Youba Sokona, co-chair of working group III says the report is a roadmap "designed to safely navigate through shallow water and above steep cliffs".

He says the report provides a detailed comprehensive map of the future and is therefore highly important as a basis for policy making.

10.12am BST

The press conference begins with the opening statement from chairman of the IPCC, Dr Rajendra K Pachauri.

He says effective mitigiation will not be achieved if the world acts independently. The global response "requires an unprecedented level of international coopeoration".

9.51am BST

While we are waiting for the flood of news reports, commentary and the press conference itself, here are some key quotes from a leaked version of the report's final draft.

"The upward trend in global fossil fuel related CO2 emissions is robust across databases and despite uncertainties (high confidence)."

Fossil fuels contribute 65.2% of GHG emissions, which continue to grow says leaked UN report. Image: IPCC pic.twitter.com/pUZ4Fy6cJB

Economic and population growth continue to be the two main drivers for increases in global fossil fuel CO2 emissions over 2000-2010, outpacing the decline in energy intensity

Without explicit efforts to reduce GHG emissions, the fundamental drivers of emissions growth are expected to persist despite major improvements in energy supply and end-use technologies

9.47am BST

The Guardian's Damian Carrington is at the press conference in Berlin. If you'd like to watch it, it is will be streamed on the IPCC's site at 11am local time.

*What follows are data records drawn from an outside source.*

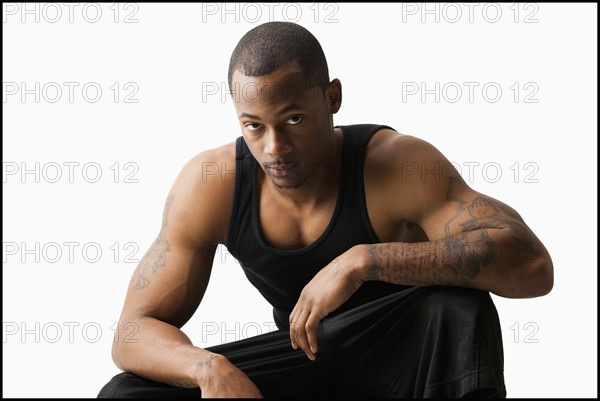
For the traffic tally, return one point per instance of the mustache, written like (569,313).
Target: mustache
(280,163)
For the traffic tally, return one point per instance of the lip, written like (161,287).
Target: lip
(282,169)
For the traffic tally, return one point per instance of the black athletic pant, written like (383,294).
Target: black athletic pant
(442,342)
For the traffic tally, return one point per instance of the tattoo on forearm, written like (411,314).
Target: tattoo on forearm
(156,254)
(446,261)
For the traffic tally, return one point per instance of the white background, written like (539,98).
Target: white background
(59,310)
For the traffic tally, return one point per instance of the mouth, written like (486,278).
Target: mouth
(282,170)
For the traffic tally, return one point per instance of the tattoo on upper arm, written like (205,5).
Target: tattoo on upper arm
(156,254)
(462,253)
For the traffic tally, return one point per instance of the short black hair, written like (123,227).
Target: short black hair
(272,45)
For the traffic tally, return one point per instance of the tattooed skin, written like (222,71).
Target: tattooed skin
(204,366)
(156,255)
(458,258)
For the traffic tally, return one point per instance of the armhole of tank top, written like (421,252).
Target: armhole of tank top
(236,194)
(364,214)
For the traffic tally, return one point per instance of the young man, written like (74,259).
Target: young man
(377,257)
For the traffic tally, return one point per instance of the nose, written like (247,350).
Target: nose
(276,144)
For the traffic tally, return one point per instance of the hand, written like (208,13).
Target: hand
(326,292)
(219,378)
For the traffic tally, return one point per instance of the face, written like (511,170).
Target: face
(288,128)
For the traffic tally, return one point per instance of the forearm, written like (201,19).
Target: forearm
(489,259)
(161,352)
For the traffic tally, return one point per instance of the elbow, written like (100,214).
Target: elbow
(538,278)
(533,280)
(117,355)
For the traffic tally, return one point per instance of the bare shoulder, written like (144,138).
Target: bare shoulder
(202,195)
(408,171)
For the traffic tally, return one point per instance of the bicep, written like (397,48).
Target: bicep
(171,279)
(436,197)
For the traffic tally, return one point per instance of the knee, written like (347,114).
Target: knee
(129,385)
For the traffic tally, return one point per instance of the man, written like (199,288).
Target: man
(379,271)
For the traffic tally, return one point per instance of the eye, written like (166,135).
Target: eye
(294,120)
(252,126)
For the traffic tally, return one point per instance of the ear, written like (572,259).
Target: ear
(333,95)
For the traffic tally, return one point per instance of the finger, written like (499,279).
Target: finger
(293,327)
(293,334)
(300,335)
(311,331)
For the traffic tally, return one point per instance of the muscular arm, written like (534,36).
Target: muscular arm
(170,280)
(474,240)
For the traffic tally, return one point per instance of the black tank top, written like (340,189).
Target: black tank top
(280,275)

#ipcc #climate report: press conference setting up here in Berlin pic.twitter.com/4mo9YqMDXQ

9.43am BST

The Intergovernmental Panel on Climate Change (IPCC) is the UN organ charged with providing assessment on climate change. It was established in 1988 "to provide the world with a clear scientific view on the current state of knowledge in climate change and its potential environmental and socio-economic impacts", its website says.

9.29am BST

Hello and welcome to our coverage of the release of the Intergovernmental Panel on Climate Change's (IPCC) roadmap for avoiding catastrophic global warming.

The report, produced by hundreds of experts and backed by almost 200 world governments, will detail the dramatic transformation required of the entire globe's power system, including ending centuries of coal, oil and gas supremacy.

Currently fossil fuels provide more than 80% of all energy but the urgent need to cut planet-warming carbon emissions means this must fall to as little as a third of present levels in coming decades, according to a leaked draft of the Intergovernmental Panel on Climate Change (IPCC) report seen by the Guardian.